Genmab (GMAB) has multiple clinical data readouts — trial results set to be published — in the second half; William Blair is positioning ahead of those catalysts.
Silence Therapeutics (SLN) and Tyra Biosciences (TYRA) were likewise added for upcoming clinical catalysts.
LifeStance Health (LFST) targets the behavioral-health space, with growth driven by a hybrid in-person and virtual care model.
What happened to the 24 stocks removed?
22 were automatic expirations — the Conviction List carries a six-month clock, and names not renewed simply roll off.
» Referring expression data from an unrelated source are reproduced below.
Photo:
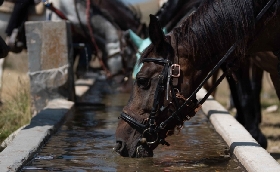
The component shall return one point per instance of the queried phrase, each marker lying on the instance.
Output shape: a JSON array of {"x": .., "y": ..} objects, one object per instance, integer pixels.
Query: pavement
[{"x": 30, "y": 138}]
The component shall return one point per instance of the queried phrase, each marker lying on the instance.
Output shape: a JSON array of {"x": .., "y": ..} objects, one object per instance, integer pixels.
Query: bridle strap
[
  {"x": 189, "y": 100},
  {"x": 131, "y": 121}
]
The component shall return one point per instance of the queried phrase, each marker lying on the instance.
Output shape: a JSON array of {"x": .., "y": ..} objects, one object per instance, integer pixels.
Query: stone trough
[{"x": 48, "y": 119}]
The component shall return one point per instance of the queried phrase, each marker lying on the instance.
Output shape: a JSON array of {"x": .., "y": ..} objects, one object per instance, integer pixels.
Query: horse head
[{"x": 161, "y": 87}]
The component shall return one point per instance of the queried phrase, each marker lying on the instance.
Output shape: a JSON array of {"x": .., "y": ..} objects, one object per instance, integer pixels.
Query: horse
[
  {"x": 175, "y": 67},
  {"x": 243, "y": 92},
  {"x": 99, "y": 31}
]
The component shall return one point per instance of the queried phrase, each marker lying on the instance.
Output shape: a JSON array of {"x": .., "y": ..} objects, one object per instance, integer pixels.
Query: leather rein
[{"x": 171, "y": 72}]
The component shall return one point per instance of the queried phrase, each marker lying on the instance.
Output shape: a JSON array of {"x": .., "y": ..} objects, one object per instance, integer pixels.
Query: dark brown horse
[{"x": 175, "y": 67}]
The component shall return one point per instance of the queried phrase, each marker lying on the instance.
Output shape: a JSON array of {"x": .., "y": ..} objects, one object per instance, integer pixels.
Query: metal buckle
[{"x": 175, "y": 68}]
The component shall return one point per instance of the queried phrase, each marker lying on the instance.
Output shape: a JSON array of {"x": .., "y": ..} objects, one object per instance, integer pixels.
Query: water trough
[{"x": 29, "y": 140}]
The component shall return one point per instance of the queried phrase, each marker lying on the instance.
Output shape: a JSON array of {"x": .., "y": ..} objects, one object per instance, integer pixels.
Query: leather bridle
[{"x": 152, "y": 130}]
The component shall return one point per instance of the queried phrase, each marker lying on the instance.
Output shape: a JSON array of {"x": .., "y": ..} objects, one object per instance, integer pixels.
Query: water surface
[{"x": 85, "y": 142}]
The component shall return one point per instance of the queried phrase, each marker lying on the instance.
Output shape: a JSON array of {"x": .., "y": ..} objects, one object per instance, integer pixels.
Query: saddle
[{"x": 8, "y": 6}]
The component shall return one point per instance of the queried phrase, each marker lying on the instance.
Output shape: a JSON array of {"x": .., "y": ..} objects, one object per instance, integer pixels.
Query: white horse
[{"x": 37, "y": 13}]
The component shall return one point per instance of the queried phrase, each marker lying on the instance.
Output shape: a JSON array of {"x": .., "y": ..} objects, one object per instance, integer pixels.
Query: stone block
[{"x": 50, "y": 62}]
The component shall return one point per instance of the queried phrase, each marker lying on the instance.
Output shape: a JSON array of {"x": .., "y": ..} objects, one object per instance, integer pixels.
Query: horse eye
[{"x": 143, "y": 83}]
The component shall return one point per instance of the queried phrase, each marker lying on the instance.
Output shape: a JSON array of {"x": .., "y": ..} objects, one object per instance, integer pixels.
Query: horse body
[{"x": 160, "y": 101}]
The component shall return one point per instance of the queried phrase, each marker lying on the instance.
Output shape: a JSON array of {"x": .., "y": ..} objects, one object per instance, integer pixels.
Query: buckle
[{"x": 175, "y": 70}]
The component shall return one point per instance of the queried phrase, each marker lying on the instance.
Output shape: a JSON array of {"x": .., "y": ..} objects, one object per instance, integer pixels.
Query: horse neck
[{"x": 203, "y": 38}]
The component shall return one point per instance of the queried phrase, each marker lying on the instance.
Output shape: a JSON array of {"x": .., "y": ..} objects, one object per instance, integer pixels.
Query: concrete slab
[
  {"x": 28, "y": 140},
  {"x": 251, "y": 155}
]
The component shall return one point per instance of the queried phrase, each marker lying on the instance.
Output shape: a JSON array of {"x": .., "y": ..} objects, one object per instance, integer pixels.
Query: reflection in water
[{"x": 85, "y": 142}]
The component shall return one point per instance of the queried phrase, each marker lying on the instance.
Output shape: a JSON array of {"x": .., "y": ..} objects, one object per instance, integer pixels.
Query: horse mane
[{"x": 215, "y": 26}]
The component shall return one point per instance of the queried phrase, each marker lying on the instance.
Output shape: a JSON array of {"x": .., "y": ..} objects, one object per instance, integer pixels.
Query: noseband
[{"x": 169, "y": 72}]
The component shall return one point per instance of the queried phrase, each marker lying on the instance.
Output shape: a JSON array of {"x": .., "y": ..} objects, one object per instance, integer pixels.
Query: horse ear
[{"x": 155, "y": 31}]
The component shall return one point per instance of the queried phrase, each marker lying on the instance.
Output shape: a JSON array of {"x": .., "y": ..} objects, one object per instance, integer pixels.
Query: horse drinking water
[{"x": 177, "y": 65}]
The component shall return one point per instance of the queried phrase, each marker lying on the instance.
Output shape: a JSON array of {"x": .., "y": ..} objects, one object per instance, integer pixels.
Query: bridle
[
  {"x": 151, "y": 130},
  {"x": 168, "y": 74}
]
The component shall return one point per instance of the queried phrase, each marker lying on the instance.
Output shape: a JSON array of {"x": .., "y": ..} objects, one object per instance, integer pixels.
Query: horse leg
[
  {"x": 2, "y": 61},
  {"x": 250, "y": 115},
  {"x": 235, "y": 95},
  {"x": 257, "y": 75},
  {"x": 243, "y": 97},
  {"x": 209, "y": 84}
]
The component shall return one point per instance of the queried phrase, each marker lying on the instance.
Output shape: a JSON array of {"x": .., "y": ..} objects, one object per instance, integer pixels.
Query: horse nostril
[{"x": 118, "y": 146}]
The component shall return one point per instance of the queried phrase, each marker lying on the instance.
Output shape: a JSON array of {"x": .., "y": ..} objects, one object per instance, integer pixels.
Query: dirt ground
[{"x": 270, "y": 125}]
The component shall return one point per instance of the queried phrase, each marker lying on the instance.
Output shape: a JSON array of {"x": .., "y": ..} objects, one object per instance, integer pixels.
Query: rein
[{"x": 151, "y": 130}]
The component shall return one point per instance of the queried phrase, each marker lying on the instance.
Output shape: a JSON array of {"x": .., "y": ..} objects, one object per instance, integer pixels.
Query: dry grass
[{"x": 15, "y": 111}]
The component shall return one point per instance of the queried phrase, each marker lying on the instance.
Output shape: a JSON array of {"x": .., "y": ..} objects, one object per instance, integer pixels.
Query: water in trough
[{"x": 85, "y": 142}]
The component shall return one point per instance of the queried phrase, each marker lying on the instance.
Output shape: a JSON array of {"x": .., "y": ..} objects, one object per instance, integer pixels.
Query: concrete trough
[{"x": 253, "y": 157}]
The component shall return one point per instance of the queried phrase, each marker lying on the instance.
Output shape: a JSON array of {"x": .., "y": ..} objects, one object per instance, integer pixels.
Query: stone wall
[{"x": 50, "y": 62}]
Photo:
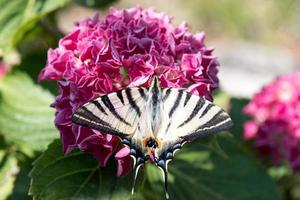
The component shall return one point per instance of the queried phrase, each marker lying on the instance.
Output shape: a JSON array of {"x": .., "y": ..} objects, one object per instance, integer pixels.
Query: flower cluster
[
  {"x": 275, "y": 124},
  {"x": 4, "y": 68},
  {"x": 125, "y": 49}
]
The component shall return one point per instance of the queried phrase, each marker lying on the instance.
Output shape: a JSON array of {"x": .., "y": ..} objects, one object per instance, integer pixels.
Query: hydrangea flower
[
  {"x": 275, "y": 124},
  {"x": 125, "y": 49}
]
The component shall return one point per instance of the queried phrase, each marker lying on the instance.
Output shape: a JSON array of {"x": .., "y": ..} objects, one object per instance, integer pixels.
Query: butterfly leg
[{"x": 138, "y": 160}]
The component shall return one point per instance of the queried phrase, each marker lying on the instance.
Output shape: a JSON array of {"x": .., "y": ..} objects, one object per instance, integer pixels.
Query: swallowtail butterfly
[{"x": 153, "y": 122}]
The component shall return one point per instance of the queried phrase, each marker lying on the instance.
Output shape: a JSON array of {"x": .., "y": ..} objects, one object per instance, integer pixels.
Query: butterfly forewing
[
  {"x": 187, "y": 116},
  {"x": 117, "y": 113}
]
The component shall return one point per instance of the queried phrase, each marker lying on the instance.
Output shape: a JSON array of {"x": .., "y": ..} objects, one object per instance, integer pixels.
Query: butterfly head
[{"x": 151, "y": 144}]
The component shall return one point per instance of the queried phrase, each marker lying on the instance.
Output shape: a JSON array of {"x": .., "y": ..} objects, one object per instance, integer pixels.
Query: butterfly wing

These include Meta (META), Arista Networks (ANET), Guidewire (GWRE), Rubrik (RBRK), and financials like LPL Financial (LPLA).
In plain terms = most removals are not downgrades — the six-month window closed and the analyst did not re-up.
The two active removals: Axsome Therapeutics (AXSM) was taken off after the FDA approved its drug Auvelity for Alzheimer's-related agitation — the stock gained roughly 48% relative to the S&P 500 since its April addition, delivering on the thesis. Rollins (ROL) was removed on murkier near-term growth and margin trends, though William Blair says the long-term case still holds.
Among current holdings, who leads and who lags?
Credo Technology (CRDO) tops the board with 109% excess return versus the S&P 500; Twilio (TWLO) follows at 49.1%, and Repligen (RGEN) at 32%.
At the bottom: Karman Holdings (KRMN) at -52.4%, iRhythm (IRTC) at -31.2%, and Jack Henry (JKHY) at -24.2%.
Newly added names — Oracle, American Express, and the rest — all start at 0%, benchmarked from the day of inclusion. This reflects the Conviction List's nature as a rolling six-month horse race: every entry and exit is a fresh wager.
Content is for reference only, not financial advice.